Where we would usually turn up our nose at a cliche, we’ll hand out a Get Out of Jail Free card to any travel writer who’d describe Hallstatt as a “fairy tale village”—this is the place that basically invented the concept. One of the oldest inhabited villages in all of Europe, one Chinese developer loved it so much, they reconstructed the entire town in China’s Guangdong Province back in 2012. Just don’t expect to avoid the tourist crowds, either in the recreation or the original.
Lake Tahoe, California
Clocking in at 72 miles of shoreline, there’s ample space for the rich and famous, we humble plebs, and everybody in between to enjoy one of America’s most popular lake towns. Still, it’s that foremost category that’s really driven this place to widespread acclaim: celebrities like Frank Sinatra, Sammy Davis Jr., Cher, Liza Minelli, Alanis Morissette, and more have all called Tahoe home. Although wildfire season is nothing to be ignored, Tahoe is also a relatively perennial vacation spot, just as famous for its summertime parties as it is for its après-ski scene.
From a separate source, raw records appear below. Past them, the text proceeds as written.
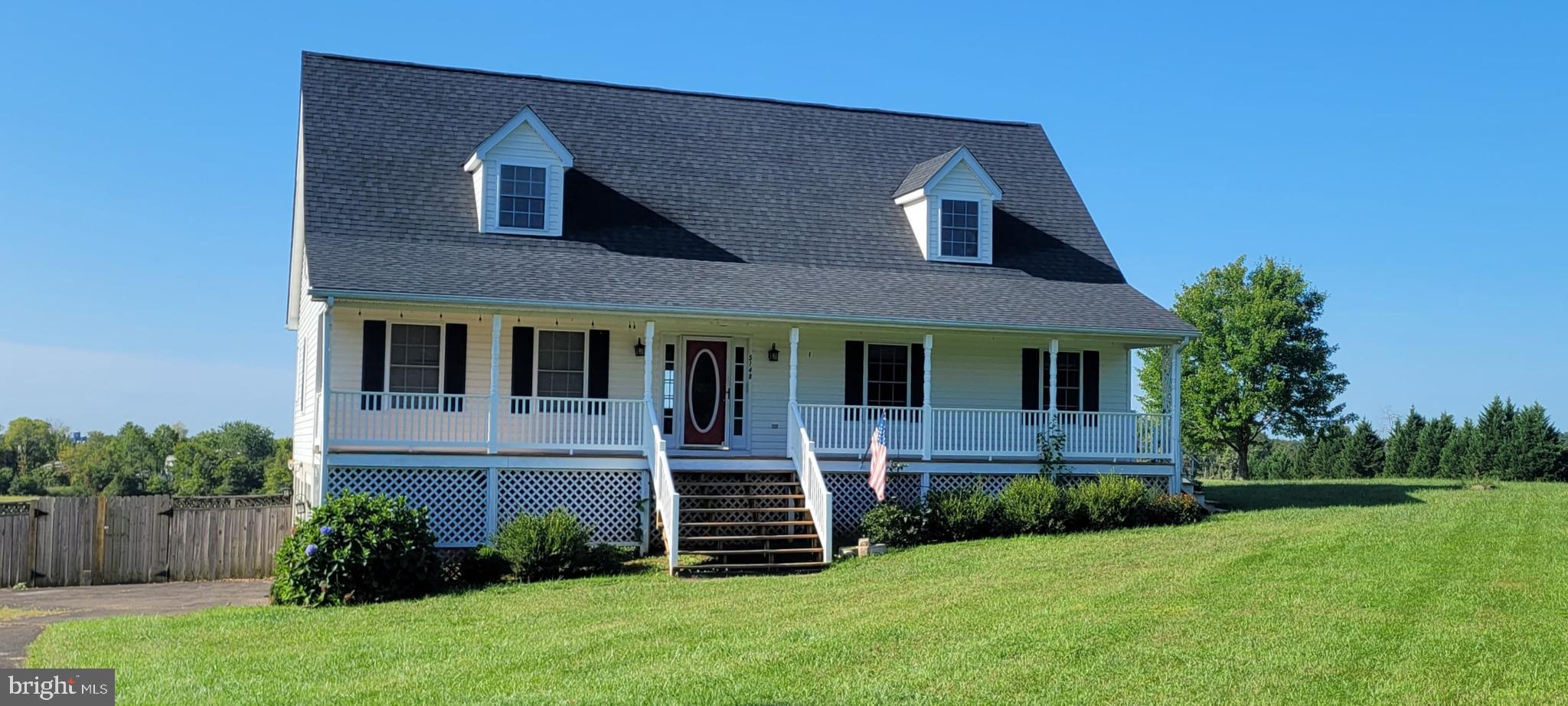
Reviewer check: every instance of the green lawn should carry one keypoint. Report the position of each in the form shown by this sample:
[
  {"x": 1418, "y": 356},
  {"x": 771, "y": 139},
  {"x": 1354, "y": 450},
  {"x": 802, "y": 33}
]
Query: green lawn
[{"x": 1336, "y": 592}]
With the rise of Instagram-fueled travel frenzies (looking at you, Iceland) came Americans’ sudden obsession with Lake Bled, Bled Castle, and the iconic Pilgrimage Church of the Assumption of Maria, which has stood on its lonely isle in the center of the lake for more than a thousand years. Beyond just the historic offerings, the area surrounding the lake is home to both an enormously popular resort town and Triglav, one of Europe’s many stellar national parks.
Enjoy your gloomy Washington State stereotypes: as far as locals are concerned, the fewer out-of-towners who know about Chelan’s annual 300 days of sunshine, the better. Just three hours from Seattle in a pocket of the state that receives far less stormy weather, this mountain-lake town sits surrounded by criminally underrated vineyards, farm-to-table joints, and countless places to rent parasails, kayaks, and—come winter—ski equipment.
To really get the most out of your experience, hitch a ride on the Lady of The Lake ferry to Stehekin. Accessible only by boat, this tiny community at the end of the lake is backed by the towering forests of North Cascades National Park.
There are very few places, let alone lakes, in France not visited by the rich and famous, but Talloires on the shores of Lake Annecy counts itself as one of the best. Famed figures like French painter Paul Cézanne, former actress (and present-day asshole) Brigitte Bardot, author Mark Twain, and film stars from Charlie Chaplin to Bruce Willis have all found themselves lounging on these shores at one point or another.